DBIish
DBIish copied to clipboard
MySQL driver cannot handle bigint unsigned in `execute( )`
CREATE TABLE foo ( id bigint unsigned ) engine=InnoDB;
INSERT INTO foo ( id ) VALUES ( 18446744073709551615 ); -- 2^64 -1
This value can be SELECTed without any issues:
my $id = $connection.execute( 'SELECT id FROM foo' ).allrows( )[ 0 ][ 0 ];
say $id;
will print 18446744073709551615
But somehow cannot be used as execute()
argument:
$connection.execute( 'SELECT id FROM foo WHERE id = ?', $id );
Cannot unbox 64 bit wide bigint into native integer
in block at /home/bbkr/.raku/sources/A15CA24FF2518653680BE63142CB6661532CAA84 (DBDish::mysql::StatementHandle) line 119
in block at /home/bbkr/.raku/sources/A15CA24FF2518653680BE63142CB6661532CAA84 (DBDish::mysql::StatementHandle) line 114
in method execute at /home/bbkr/.raku/sources/A15CA24FF2518653680BE63142CB6661532CAA84 (DBDish::mysql::StatementHandle) line 111
in method execute at /home/bbkr/.raku/sources/B092781CCB9B75F51B0389A686A61C391F70F118 (DBDish::mysql::Connection) line 57
https://github.com/raku-community-modules/DBIish/blob/main/lib/DBDish/mysql/StatementHandle.rakumod#L119
This logic is not valid, int64 has one bit less and cannot store maximum unsigned value.
I'm not sure what is the best fix without performance penalty:
when Int {
$st = MYSQL_TYPE_LONGLONG;
$_ > 0 ?? Blob[uint64].new($_) !! Blob[int64].new($_);
}
?
I think this needs proper solution. Current one is doing wrong typization for HALF of available range based on very risky assumption.
Yes, most autoincremented IDs are small. But bigints are also used as compact way to store binary flags for example. Or geo data. Driver should not manipulate data type like that. This is error prone and may create weird side effects.
It's impossible to fix properly as MySQL doesn't have any way of handling numbers over 2**64 other than as a string (that I've found), so string needs to be the final fallback.
At best, we can improve 2^63 to 2^64.
So you prefer this coding?
if $_ > -2**63 and $_ < 2**63 {
$st = MYSQL_TYPE_LONGLONG;
Blob[int64].new($_);
} elsif $_ > 0 and $_ < 2**64 - 1 {
$st = MYSQL_TYPE_LONGLONG;
Blob[uint64].new($_);
} else {
.Str.encode;
}
Also, can you provide a test case where it shows a change? If this has a semantic impact, we should have a test to ensure the whole BIGINT range has similar semantics.
The round-trip test I added to t/24-mysql-large-value.t doesn't detect any difference between a string encoded number and a LONGLONG encoded number.

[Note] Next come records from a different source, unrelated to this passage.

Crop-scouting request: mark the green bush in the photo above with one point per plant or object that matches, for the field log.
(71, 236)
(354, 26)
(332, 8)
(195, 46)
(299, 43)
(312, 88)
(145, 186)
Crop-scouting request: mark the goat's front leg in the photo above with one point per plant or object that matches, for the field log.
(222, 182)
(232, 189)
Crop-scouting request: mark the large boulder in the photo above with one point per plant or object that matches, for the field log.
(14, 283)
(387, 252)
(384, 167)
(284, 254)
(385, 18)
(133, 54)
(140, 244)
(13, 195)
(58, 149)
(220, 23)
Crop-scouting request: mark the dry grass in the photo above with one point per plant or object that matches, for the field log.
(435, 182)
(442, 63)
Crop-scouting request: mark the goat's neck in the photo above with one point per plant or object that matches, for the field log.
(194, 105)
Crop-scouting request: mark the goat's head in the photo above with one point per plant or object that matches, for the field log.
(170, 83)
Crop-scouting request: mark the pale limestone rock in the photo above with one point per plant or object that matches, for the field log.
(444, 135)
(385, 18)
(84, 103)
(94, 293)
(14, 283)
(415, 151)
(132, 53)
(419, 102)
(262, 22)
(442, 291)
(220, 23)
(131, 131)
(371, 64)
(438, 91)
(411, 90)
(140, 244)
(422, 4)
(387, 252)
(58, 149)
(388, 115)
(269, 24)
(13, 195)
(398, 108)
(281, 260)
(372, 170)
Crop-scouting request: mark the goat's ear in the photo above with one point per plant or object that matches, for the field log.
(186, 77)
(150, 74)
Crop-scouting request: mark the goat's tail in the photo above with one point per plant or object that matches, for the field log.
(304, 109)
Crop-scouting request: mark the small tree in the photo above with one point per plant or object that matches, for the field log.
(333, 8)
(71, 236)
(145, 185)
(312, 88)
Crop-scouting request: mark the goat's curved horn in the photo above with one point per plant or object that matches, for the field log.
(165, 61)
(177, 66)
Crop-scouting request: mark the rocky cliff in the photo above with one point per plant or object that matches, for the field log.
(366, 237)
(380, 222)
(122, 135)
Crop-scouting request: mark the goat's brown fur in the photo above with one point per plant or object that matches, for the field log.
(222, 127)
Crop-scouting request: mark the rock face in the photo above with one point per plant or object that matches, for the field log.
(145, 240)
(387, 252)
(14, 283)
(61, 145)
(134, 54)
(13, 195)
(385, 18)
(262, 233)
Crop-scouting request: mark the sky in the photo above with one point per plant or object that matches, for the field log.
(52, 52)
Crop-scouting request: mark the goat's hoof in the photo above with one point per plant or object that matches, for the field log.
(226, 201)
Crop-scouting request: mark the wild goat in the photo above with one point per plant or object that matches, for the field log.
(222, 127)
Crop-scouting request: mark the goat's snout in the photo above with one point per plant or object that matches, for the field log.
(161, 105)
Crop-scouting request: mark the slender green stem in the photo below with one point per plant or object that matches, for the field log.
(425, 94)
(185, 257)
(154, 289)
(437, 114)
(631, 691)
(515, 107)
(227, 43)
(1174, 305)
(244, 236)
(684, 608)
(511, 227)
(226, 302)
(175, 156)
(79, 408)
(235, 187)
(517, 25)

The issue refers to biggest MySQL numeric type that MySQL can handle. IMO this else
part is not test-coverable (or is it?) and simple if >0 then use uint64 else use int64
should be enough (and faster).
The functional difference is on data consumer side. One expects numeric type from numeric column. This value may get propagated for example incorrectly as string to JSON and crash some strong typed consumer of such payload. Round trip MySQL->MySQL does not show whole story.
In my particular case https://github.com/bbkr/UpRooted/blob/master/t/31-reader-mysql.rakutest#L42 - this hit me here when I was checking how dumped data is presented for consumption and was unable to truly test whole field range.
The issue refers to biggest MySQL numeric type that MySQL can handle. IMO this else part is not test-coverable (or is it?) and simple if >0 then use uint64 else use int64 should be enough (and faster).
Unfortunately this is not adequate. Raku Ints such as 2^80 do not fit into either uint64 or MYSQL_TYPE_LONGLONG, and need to be transmitted as a string. The MySQL numeric type can store much larger numbers than BigInt, and even if they couldn't this generating a suitable error message (not a complaint about unboxing) requires more logic.
The functional difference is on data consumer side. One expects numeric type from numeric column.
Agreed, and everything in the test I added all values are returned as a Rat as expected from a Numeric column.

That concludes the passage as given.